Of further concern, it also caused the hatchlings to spend extended time in shallower waters, increasing their risk of predation.
"This is the first quantitative assessment of the influence of artificial light on hatchlings at sea and provides a basis to underpin direct management actions and advice," Department of Parks and Wildlife's Dr Scott Whiting said.
A new use for existing tech
Dr Michele Thums, research scientist at AIMS and the lead author of the journal paper, spoke to IoT Hub about the study and the use of technology to collect the data required.
“It’s really well-known that lights affect turtle hatchlings on their journey from the nest to the water’s edge and that it can disrupt and disorientate them, and even cause them to never even make it to the sea,” she said.

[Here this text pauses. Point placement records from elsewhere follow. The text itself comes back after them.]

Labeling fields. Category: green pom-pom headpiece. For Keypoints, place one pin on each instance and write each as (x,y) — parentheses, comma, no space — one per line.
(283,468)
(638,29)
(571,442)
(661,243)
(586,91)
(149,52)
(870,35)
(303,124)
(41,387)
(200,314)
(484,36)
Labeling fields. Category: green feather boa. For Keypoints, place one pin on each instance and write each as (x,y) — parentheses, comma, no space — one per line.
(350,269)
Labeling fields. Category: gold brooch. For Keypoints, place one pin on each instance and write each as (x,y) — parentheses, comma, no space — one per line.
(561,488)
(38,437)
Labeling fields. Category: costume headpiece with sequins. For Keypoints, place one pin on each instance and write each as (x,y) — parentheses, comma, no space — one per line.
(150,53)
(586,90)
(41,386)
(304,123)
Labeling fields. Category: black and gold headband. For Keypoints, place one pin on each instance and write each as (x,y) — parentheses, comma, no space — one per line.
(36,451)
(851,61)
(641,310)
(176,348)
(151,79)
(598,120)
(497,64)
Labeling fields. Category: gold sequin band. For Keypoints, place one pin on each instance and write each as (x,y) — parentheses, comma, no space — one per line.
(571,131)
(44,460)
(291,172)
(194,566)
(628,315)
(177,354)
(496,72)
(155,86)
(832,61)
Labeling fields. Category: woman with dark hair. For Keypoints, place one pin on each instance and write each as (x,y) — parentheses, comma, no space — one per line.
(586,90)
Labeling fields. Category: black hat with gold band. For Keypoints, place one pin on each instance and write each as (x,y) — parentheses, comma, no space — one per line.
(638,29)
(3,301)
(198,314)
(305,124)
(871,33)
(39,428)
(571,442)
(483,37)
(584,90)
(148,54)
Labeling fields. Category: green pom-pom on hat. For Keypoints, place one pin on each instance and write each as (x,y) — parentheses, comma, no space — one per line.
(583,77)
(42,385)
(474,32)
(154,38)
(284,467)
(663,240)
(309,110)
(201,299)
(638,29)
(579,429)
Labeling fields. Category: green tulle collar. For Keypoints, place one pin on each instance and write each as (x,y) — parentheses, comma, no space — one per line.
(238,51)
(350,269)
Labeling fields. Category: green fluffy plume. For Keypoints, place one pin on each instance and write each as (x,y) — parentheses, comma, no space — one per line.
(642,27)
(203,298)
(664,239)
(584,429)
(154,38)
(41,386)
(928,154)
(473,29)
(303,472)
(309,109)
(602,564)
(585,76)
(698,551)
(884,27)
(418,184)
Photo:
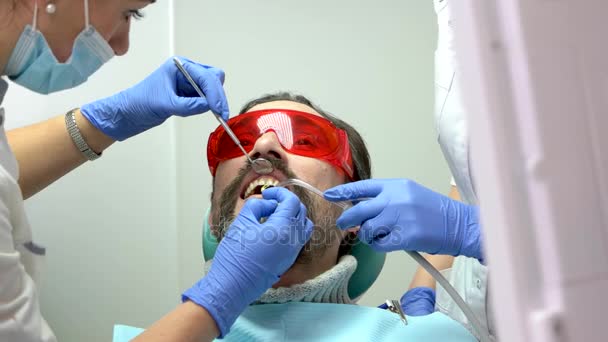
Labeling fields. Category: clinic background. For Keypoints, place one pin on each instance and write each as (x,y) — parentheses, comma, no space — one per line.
(123,237)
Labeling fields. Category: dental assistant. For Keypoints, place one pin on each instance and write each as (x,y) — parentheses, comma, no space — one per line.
(48,46)
(404,215)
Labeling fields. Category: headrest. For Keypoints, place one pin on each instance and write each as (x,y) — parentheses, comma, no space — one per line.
(369,262)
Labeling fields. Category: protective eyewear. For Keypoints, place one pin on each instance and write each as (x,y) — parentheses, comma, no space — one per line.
(299,133)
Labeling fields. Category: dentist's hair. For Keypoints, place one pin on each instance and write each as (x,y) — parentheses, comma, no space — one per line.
(358,149)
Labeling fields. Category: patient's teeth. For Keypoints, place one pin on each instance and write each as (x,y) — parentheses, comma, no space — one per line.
(265,182)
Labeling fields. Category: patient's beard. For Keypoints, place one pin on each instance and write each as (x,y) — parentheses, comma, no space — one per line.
(319,211)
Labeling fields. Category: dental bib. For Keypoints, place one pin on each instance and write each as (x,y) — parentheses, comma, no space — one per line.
(331,322)
(329,287)
(308,312)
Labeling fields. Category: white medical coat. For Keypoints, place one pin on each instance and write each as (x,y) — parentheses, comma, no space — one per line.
(467,275)
(20,257)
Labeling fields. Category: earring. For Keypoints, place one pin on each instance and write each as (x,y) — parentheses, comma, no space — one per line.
(51,8)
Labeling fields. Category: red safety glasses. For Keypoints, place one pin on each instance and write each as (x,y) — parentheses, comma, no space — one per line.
(299,133)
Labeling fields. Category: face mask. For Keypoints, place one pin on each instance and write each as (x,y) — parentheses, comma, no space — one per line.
(33,65)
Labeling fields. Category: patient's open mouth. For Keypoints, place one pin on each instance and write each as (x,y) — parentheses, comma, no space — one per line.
(258,185)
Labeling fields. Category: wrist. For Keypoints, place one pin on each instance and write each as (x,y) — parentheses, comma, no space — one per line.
(472,244)
(95,138)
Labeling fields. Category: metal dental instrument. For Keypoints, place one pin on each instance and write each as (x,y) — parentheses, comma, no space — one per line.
(260,165)
(395,307)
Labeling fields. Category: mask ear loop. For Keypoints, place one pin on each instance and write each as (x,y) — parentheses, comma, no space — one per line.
(35,20)
(86,14)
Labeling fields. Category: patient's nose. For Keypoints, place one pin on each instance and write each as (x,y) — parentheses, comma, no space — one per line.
(268,145)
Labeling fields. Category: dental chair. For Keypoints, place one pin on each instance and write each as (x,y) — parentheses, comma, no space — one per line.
(332,322)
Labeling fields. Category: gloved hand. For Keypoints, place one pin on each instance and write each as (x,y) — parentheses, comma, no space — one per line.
(419,301)
(252,255)
(403,215)
(164,93)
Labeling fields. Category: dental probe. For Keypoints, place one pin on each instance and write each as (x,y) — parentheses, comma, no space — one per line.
(260,165)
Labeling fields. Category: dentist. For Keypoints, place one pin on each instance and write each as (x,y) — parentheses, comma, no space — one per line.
(48,46)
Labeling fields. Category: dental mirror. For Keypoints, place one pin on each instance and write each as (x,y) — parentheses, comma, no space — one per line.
(262,166)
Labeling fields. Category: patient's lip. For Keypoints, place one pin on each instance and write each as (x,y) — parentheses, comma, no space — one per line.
(252,175)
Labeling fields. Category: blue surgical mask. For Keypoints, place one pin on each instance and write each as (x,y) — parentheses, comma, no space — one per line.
(34,66)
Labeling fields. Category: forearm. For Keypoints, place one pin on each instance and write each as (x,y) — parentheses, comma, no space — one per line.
(45,151)
(188,322)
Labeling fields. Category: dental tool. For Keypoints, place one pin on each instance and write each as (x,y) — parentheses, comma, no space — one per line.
(293,181)
(261,166)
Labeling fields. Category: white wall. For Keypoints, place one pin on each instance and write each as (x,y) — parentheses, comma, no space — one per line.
(109,227)
(370,62)
(123,232)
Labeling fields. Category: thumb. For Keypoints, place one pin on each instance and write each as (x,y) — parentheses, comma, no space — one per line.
(353,191)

“Our study was specifically look at what happens once they reach the water, because now there are light sources on water as well, such as from ports, ships, boats, oil platforms.
“It wasn’t really known what their response to light on water would be, and it has been hypothesised that it would be the same as it is on land, but without the data to show [that to be the case], there wouldn’t be any impetus to mitigate against these potential effects.”
Dr Thums said selecting the right hardware to perform the tracking was a challenge due to the hatchlings’ size and underwater location.
“It is a big problem for really small animals, and remotely tracking them can be difficult,” she said.
“Satellite tracking is historically the best way to track the movement of animals, but the technology is still too big for animals like turtle hatchlings, so for small animals, there has never really been a good solution.
“In the past radio and acoustic tracking has been used but in a way where you follow the animals with a receiver, and the problem with those sorts of studies is that the observer can affect the behaviour of the turtle.”
This led Dr Thums' team to use separate acoustic trackers, which enabled the passive and remote collection of data without interfering with the hatchlings themselves.
She said that these acoustic trackers are normally used to track the presence (or absence) of fish, but extra development was performed to record positional data.
“The trackers emit a ‘ping train’, a series of beeps followed by a short delay, and then the series of beeps again,” Dr Thums said.
“You can get signals colliding, so you don’t want the trackers emitting all the time, and there’s quite a bit of science that goes into the number of ping tags you can have in one of these receiver arrays at any one time.
“A lot of people when they use this technology just use it as presence/absence data, not to calculate X-Y positions, and that’s a unique part of our study, that we’ve used this system to calculate position.”
Real-time tracking on the horizon?
Dr Thums would like to see technology implemented such that scientists could remotely track turtle hatchlings (and other marine life) in real-time without relying on satellite communications.
This concept may soon become a reality, with the onset of low-powered WAN technologies such as LoRaWAN, which offers the ability to provide wireless network connectivity to waterborne infrastructure to a depth of a few metres.
“One of the big problems with tracking any animal underwater that isn’t coming to the surface is ensuring that the signal doesn’t attenuate in air, so if we had the opportunity to connect to these low-power networks, we could perform our monitoring in real-time instead of having to wait to get our results later,” Dr Thums said.
“You could potentially change things on-the-fly, and if we did have such a system with our study, we probably could’ve ironed out a lot of the problems we had during the pilot a lot earlier.”